Delhi Golf Club forces Meghalaya woman wearing Khasi dress Jainsem to leave for 'resembling a maid'The Delhi Golf Club, in a press release, apologised for the incident and said it "could have been handled in a much better way by the staff member.
In another case of racial bias, a governess was shunted out of the Delhi Golf Club for wearing a Jainsem, a dress worn by the indigenous Khasi women in Meghalaya, the woman said. On Sunday, Tailin Lyngdoh had gone to the Club along with her employer Nivedita Barthakur after they were invited for lunch by a member of the Club. However, 15-20 minutes into the lunch, two Club officials asked Lyngdoh to leave the table and the Club saying the dress (Jainsem) she was wearing was a "maid's uniform" and also allegedly hurled racial abuse at her.
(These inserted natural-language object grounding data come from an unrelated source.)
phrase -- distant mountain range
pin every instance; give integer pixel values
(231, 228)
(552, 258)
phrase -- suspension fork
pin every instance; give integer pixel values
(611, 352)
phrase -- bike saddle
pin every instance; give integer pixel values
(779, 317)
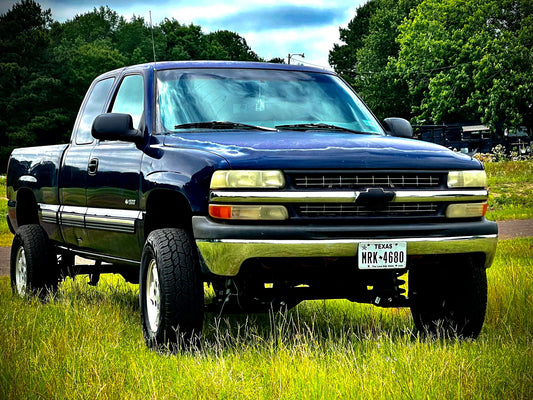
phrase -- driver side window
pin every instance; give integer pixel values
(130, 98)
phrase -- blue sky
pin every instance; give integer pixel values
(272, 28)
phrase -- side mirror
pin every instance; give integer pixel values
(398, 127)
(114, 126)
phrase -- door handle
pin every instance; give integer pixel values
(93, 166)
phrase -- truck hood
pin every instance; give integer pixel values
(321, 150)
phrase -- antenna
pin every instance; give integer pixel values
(152, 29)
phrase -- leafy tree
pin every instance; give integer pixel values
(343, 57)
(376, 81)
(28, 92)
(226, 45)
(465, 59)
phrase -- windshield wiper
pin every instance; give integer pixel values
(221, 125)
(320, 126)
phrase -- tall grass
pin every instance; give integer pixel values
(87, 344)
(511, 190)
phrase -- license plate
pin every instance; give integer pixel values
(382, 255)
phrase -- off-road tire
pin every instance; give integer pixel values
(449, 301)
(171, 291)
(33, 265)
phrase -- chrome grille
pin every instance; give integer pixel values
(347, 210)
(359, 180)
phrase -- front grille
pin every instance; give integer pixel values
(398, 180)
(352, 210)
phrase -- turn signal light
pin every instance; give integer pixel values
(247, 212)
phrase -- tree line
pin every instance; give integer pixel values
(429, 61)
(442, 61)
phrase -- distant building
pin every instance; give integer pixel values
(475, 138)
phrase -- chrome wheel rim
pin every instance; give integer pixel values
(21, 272)
(153, 296)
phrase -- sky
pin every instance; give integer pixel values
(272, 28)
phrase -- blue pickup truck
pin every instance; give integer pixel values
(263, 185)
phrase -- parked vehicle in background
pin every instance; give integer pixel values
(271, 183)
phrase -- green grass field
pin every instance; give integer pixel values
(87, 344)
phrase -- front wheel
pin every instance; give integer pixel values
(33, 265)
(449, 300)
(171, 290)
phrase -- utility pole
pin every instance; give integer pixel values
(295, 54)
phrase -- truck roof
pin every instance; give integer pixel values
(164, 65)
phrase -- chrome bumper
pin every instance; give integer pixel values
(225, 256)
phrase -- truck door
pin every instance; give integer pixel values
(113, 181)
(73, 172)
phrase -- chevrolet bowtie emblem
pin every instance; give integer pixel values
(375, 198)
"We were invited for lunch at the Delhi Golf Club. We were all seated and the lunch was almost to be served. Suddenly the Club official came to me and asked me to leave the place," Lyngdoh told IANS.
"I enquired the reason. They told me that the dress (Jainsem) I was wearing was a maid's uniform. They even said that I look like a dustbin," said a visibly upset Lyngdoh, who hails from Meghalaya's Langtor village in Mairaing Civil Sub-Division.
"I have travelled almost all over the world and several parts of India and eaten food in the best hotels and clubs. But no one has hurled abuses on me or commented on my dress."
The Club President, Siddharth Shriram, told IANS that he had no knowledge of the incident and had received no complaint. The Secretary, Rajiv Hora, did not take repeated calls from IANS.
"The attire comprises of two pieces of fabrics which are either tied or pinned at the shoulders and is worn either below the knee or ankle length. The Jainsem is generally worn with a blouse and a petticoat underneath," said Meghalaya's leading designer Daniel Syiem, who has showcased ethnic apparel in global fashion hubs like New York, London and Rome.
Barthakur, who is an entrepreneur and advisor to the Assam government, told IANS that they had a lunch invitation from her friend.
She said the two Club officials who told Lyngdoh to leave were Ajit Pal and Sumita Thakur.
"We explained to them about the dress... I am appalled that a citizen of India is judged on her dress and treated as a pariah," she said.
"I am astounded over the Delhi Golf Club episode. It was a bitter experience for me and Nivedita and everyone out there. You cannot judge a person by what she wears and call someone a dustbin," Lyngdoh added.
Barthakur said they will take legal action against the Club officials.
"I have started consulting my lawyer. I will also take it up with Kiren Rijiju (Minister of State for Home) and Conrad Sangma (Lok Sabha member from Meghalaya)," she said.
A former Delhi Golf Club President who did not want to be identified by name told IANS: "We do have a strict dress code. Just what happened in this case, I can't say."
The club, in a press release, apologized for the incident and said it "could have been handled in a much better way by the staff member. The management has also ordered disciplinary action.